The 2020 Pew Research Center study of the changing American Jewish community found that, due primarily to increased intermarriage, adoptions, individual conversions, and even rediscovery of heritage based on DNA testing, only 49% of Jewish young adults ages 18-29 now have two parents who are Jewish by birth, and 15% identify as Black, Hispanic, Asian, or other. Cornelia Dalton, a recently ordained JTS rabbi, is one example of UTS and JTS seminarians who grew up in homes with a mixed religious heritage. She has a stop-them-in-their-tracks comeback when someone tells her she’s half-Jewish because of her Catholic father. “Is that my top half,” she asks, “or my bottom half?”

More diversity is coming in American Judaism because it is more open to outsiders as a religious option than it has been for centuries—a far cry from the Christianized Roman Empire, for example, when helping someone who wanted to become Jewish was a capital crime. According to Rick Jacobs, who leads the liberal Reform movement, now the largest in American Judaism, assisting outsiders to feel welcome in Jewish communities has now become a matter of “theology” rather than mere sociology.

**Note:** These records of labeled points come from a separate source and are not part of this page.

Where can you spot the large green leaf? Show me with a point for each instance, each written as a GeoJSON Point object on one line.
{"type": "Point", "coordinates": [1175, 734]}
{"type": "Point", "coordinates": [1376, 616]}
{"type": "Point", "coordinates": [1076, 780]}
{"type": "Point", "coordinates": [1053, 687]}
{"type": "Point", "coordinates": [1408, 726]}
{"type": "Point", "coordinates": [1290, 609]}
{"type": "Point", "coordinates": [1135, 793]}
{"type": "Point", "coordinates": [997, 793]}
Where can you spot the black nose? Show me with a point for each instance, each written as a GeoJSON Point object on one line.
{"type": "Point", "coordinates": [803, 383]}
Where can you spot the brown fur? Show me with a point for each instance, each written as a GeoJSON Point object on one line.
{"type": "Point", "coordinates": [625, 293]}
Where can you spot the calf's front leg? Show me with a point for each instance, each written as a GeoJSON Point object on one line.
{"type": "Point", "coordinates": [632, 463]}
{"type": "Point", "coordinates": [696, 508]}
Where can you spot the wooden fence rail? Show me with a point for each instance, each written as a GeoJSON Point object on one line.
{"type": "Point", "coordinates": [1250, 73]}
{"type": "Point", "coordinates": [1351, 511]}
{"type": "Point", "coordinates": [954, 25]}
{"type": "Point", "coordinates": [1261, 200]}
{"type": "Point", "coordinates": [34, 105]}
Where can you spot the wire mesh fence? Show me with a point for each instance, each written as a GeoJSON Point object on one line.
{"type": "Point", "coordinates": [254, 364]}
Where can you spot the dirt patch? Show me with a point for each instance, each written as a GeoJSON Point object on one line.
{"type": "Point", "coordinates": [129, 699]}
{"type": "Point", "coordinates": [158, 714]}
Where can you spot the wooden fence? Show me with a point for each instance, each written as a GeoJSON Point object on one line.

Meanwhile, until not long ago virtually all Christian and Jewish theologians have been male, and female theologians have been rightly critical of them. But both Niebuhr and Heschel still might be pleased that, for the first time, both seminaries are now headed by women (Schwartz at JTS and Serene Jones at UTS) because last year also marked a half century since the first woman rabbi (and 45 years since the first female Episcopal priest) was ordained in the United States. It was also the 100th anniversary of the first American bat mitzvah, which involved the daughter of a leading JTS scholar, Mordecai Kaplan, and also took place on the Upper West Side of Manhattan, not far from Seminary Row.

For more than two decades Gordon Mehler, a lawyer, has lived near the neighboring seminaries where Heschel and Niebuhr taught. His articles have appeared in The Atlantic, The New York Times, and The Wall Street Journal.